Look out for scammers on social media platforms and dating websites

8 November 2016

Social media platforms such as Facebook and Line are familiar to many in Singapore but active users should exercise more precaution as there might be scammers lurking on these sites.

Police said this in a statement today (Nov 8) and pointed out that these scams, which usually involve transferring money overseas, can take place in at least three ways.

In one instance, victims would receive unsolicited messages from scammers impersonating a China official by using a spoofed local telephone number containing "999" or a spoofed China telephone number containing "110" for the Chinese police.

These scammers would ask for personal and banking information to access the victims' internet banking accounts to make illegal transactions. In some cases, the victims were instructed by the scammers to transfer a sum of money using bitcoin vending machines, said the police in the statement.

Some victims have also been contacted by unknown individuals who claimed to be brokers or staff from Hong Kong banks or Hong Kong financial security firms.
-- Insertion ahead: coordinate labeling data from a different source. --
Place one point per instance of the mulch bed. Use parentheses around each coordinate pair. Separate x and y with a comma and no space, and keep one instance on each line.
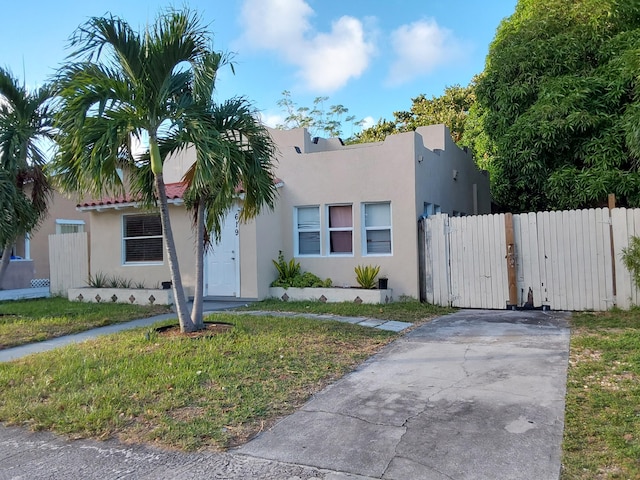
(210,329)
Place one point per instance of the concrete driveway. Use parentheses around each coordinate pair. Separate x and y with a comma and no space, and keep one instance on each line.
(473,395)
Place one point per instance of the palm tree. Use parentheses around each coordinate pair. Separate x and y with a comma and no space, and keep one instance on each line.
(25,124)
(239,158)
(121,84)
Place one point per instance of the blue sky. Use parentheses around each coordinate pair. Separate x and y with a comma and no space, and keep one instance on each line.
(371,56)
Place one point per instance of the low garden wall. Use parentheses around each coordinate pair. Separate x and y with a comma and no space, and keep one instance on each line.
(333,295)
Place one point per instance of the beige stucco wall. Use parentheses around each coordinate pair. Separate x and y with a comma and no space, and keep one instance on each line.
(260,241)
(406,170)
(106,236)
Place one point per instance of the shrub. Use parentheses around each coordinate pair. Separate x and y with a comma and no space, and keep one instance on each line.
(290,275)
(631,259)
(366,275)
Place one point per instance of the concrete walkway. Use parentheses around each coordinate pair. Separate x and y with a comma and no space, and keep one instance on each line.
(472,395)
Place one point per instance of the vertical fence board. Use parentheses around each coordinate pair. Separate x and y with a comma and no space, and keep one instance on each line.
(564,257)
(500,265)
(485,276)
(457,261)
(621,241)
(606,222)
(68,261)
(635,294)
(541,231)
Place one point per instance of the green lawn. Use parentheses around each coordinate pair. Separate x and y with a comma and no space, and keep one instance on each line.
(188,393)
(28,321)
(602,416)
(405,311)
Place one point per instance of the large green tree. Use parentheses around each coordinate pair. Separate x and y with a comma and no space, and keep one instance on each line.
(451,108)
(25,128)
(239,163)
(560,99)
(121,84)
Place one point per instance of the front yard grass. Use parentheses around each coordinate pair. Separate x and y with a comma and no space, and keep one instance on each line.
(187,393)
(602,416)
(27,321)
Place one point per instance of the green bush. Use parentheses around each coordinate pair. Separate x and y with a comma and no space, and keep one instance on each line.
(631,259)
(366,275)
(287,271)
(290,275)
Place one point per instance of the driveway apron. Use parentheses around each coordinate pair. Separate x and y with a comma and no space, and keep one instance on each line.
(472,395)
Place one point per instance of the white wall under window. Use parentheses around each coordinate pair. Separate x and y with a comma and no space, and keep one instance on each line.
(376,224)
(307,230)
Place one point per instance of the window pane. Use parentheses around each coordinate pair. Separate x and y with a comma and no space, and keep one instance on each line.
(378,241)
(309,243)
(377,215)
(309,218)
(68,228)
(340,242)
(144,250)
(142,226)
(340,216)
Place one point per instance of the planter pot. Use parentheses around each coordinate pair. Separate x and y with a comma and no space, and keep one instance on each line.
(135,296)
(333,295)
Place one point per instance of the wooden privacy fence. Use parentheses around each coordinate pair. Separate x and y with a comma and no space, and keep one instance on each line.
(569,260)
(68,261)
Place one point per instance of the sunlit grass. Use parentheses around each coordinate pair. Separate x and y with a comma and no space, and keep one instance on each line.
(189,393)
(602,416)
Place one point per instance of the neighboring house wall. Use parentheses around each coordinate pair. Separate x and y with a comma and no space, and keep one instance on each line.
(62,214)
(107,248)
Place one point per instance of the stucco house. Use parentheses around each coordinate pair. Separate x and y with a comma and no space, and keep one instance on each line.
(338,206)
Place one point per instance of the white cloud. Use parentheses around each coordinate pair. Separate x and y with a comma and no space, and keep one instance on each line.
(420,47)
(271,119)
(368,122)
(325,61)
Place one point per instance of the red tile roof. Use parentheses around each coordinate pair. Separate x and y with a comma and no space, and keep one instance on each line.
(175,191)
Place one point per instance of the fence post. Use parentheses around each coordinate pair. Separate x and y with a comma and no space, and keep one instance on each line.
(511,261)
(612,205)
(422,268)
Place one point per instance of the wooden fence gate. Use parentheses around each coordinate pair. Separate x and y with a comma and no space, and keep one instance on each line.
(68,261)
(569,260)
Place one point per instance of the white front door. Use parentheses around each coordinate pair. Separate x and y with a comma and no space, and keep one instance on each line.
(221,265)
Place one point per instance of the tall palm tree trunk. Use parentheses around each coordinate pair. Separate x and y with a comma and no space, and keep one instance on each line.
(4,263)
(196,311)
(186,325)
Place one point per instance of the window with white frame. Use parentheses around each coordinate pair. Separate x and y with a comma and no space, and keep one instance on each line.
(340,229)
(69,226)
(307,226)
(377,228)
(142,239)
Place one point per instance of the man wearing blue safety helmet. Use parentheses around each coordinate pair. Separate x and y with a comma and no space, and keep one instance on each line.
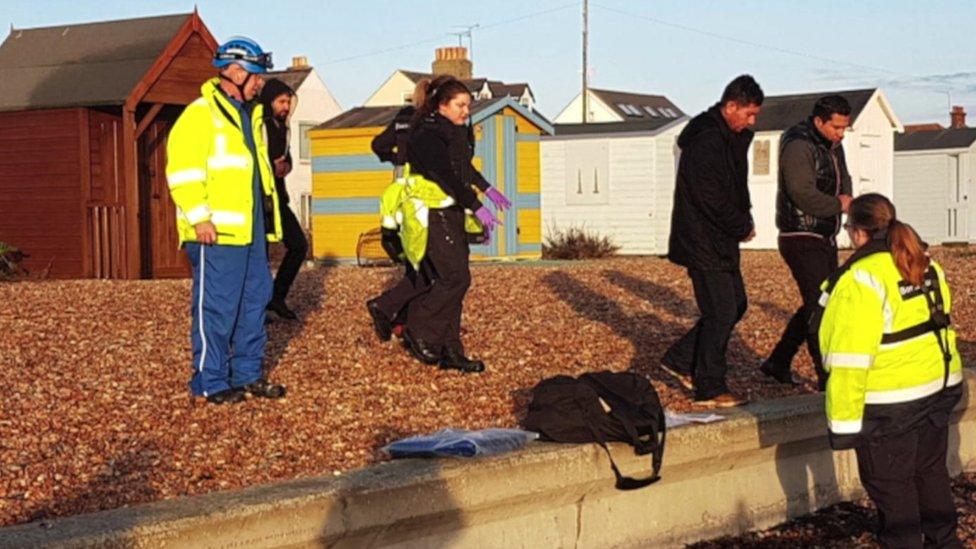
(222,182)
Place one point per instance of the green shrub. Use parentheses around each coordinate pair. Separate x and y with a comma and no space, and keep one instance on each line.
(577,243)
(10,259)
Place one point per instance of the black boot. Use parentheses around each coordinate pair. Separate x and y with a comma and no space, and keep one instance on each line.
(455,360)
(420,349)
(278,307)
(381,325)
(265,389)
(229,396)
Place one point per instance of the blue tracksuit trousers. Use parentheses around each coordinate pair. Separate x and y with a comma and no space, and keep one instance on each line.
(231,287)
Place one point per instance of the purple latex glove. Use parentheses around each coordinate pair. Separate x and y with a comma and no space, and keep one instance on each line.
(487,219)
(498,199)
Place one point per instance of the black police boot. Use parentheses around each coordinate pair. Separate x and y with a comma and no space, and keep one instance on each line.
(381,325)
(229,396)
(278,307)
(264,389)
(420,349)
(455,360)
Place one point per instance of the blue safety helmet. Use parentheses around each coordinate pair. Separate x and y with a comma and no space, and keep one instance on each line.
(245,52)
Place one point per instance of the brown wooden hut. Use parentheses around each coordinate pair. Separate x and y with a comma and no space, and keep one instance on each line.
(84,114)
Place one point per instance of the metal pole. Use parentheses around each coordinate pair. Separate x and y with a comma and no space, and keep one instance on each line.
(585,26)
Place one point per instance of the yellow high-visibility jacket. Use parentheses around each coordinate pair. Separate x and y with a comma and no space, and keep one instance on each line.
(210,169)
(880,369)
(405,204)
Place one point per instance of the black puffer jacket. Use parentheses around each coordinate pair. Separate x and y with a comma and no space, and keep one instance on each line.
(711,213)
(277,131)
(440,151)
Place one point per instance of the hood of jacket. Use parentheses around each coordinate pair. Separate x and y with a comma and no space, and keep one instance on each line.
(710,121)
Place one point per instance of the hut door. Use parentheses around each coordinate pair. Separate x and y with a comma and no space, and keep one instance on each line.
(956,197)
(161,245)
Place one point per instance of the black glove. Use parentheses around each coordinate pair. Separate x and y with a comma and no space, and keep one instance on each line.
(390,241)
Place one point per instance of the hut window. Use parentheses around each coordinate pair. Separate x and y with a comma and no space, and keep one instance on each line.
(304,148)
(760,157)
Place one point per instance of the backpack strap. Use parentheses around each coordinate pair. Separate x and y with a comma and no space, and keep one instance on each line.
(622,482)
(658,453)
(938,319)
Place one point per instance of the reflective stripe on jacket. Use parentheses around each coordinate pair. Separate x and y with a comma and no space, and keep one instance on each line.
(405,204)
(870,301)
(210,169)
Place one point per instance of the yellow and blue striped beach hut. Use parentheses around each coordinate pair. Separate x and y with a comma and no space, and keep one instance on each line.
(347,178)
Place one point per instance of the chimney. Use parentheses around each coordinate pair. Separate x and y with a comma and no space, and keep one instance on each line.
(957,117)
(452,60)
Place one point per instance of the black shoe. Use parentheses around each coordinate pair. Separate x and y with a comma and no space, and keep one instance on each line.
(779,374)
(228,396)
(455,360)
(420,349)
(381,325)
(264,389)
(278,307)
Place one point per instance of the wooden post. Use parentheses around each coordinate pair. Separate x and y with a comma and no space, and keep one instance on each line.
(84,167)
(148,119)
(586,25)
(131,264)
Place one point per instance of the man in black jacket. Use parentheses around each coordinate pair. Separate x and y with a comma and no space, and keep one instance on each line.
(711,216)
(814,189)
(277,97)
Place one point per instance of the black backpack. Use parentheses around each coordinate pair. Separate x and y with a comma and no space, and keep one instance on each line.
(566,409)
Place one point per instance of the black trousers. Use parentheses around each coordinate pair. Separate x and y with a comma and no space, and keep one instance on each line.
(906,477)
(395,301)
(811,260)
(296,249)
(721,298)
(435,315)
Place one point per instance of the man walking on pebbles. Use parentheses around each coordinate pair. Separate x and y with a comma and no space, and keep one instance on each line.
(711,216)
(222,182)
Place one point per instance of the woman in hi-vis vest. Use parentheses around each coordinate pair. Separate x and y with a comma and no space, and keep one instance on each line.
(894,374)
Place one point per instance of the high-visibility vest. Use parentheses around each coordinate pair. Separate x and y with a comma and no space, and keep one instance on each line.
(405,205)
(210,169)
(878,341)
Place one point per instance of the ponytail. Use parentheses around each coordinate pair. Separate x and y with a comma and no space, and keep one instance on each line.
(429,94)
(909,252)
(875,214)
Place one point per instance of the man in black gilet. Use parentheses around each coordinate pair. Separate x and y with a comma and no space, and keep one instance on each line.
(814,189)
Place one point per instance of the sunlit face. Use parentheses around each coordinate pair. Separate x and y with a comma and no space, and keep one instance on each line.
(833,129)
(281,106)
(457,109)
(740,117)
(252,83)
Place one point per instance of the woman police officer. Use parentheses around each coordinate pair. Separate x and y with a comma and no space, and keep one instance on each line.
(894,374)
(437,193)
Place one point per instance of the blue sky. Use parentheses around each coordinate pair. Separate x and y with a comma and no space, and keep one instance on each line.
(921,53)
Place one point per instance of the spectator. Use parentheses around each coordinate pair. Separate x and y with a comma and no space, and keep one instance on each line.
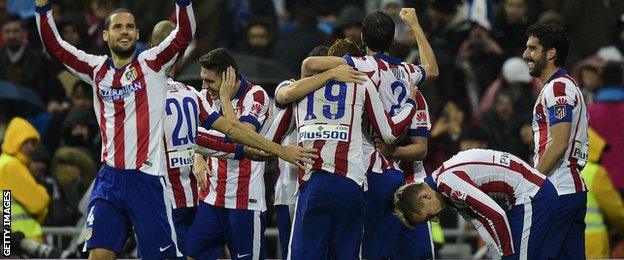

These victims would then be introduced to attractive investments packages that promised "returns of 10 to 50 times the amount invested".

Those who are active on online dating websites should also be wary of potential scam tactics, said the police statement.

There have been cases of victims receiving friend requests from unknown individuals and eventually getting romantically involved or forge friendships with these unidentified people.

Victims were typically instructed to transfer money to banks in Hong Kong and China on the pretext of reasons such as paying tax fees to release a gift that was stuck at customs.

The authorities have observed that scammers are using social media platforms and dating websites such as QQ, Wechat, Facebook, Line, and Okcupid to reach their victims and would like to advise members of the public to take the following precautions when they're online:

- Call the agency's official telephone number to check that they had contacted you. It is unlikely for government agencies to send unsolicited messages or make unsolicited calls to members of the public on the social media for official matters.

- Ignore instruction to remit or transfer money. Do not give out personal information and bank account details to strangers. Criminals can use the personal information and bank details such as internet bank account username and password, OTP code from token and impersonate you;

- Exercise caution when befriending strangers through social media platforms. Be wary when asked to send money overseas.

- Call a trusted friend or talk to a relative before you act.

For those with information related to such crimes or if in doubt, call the police hotline at 1800-255-0000, or call 999 for urgent assistance.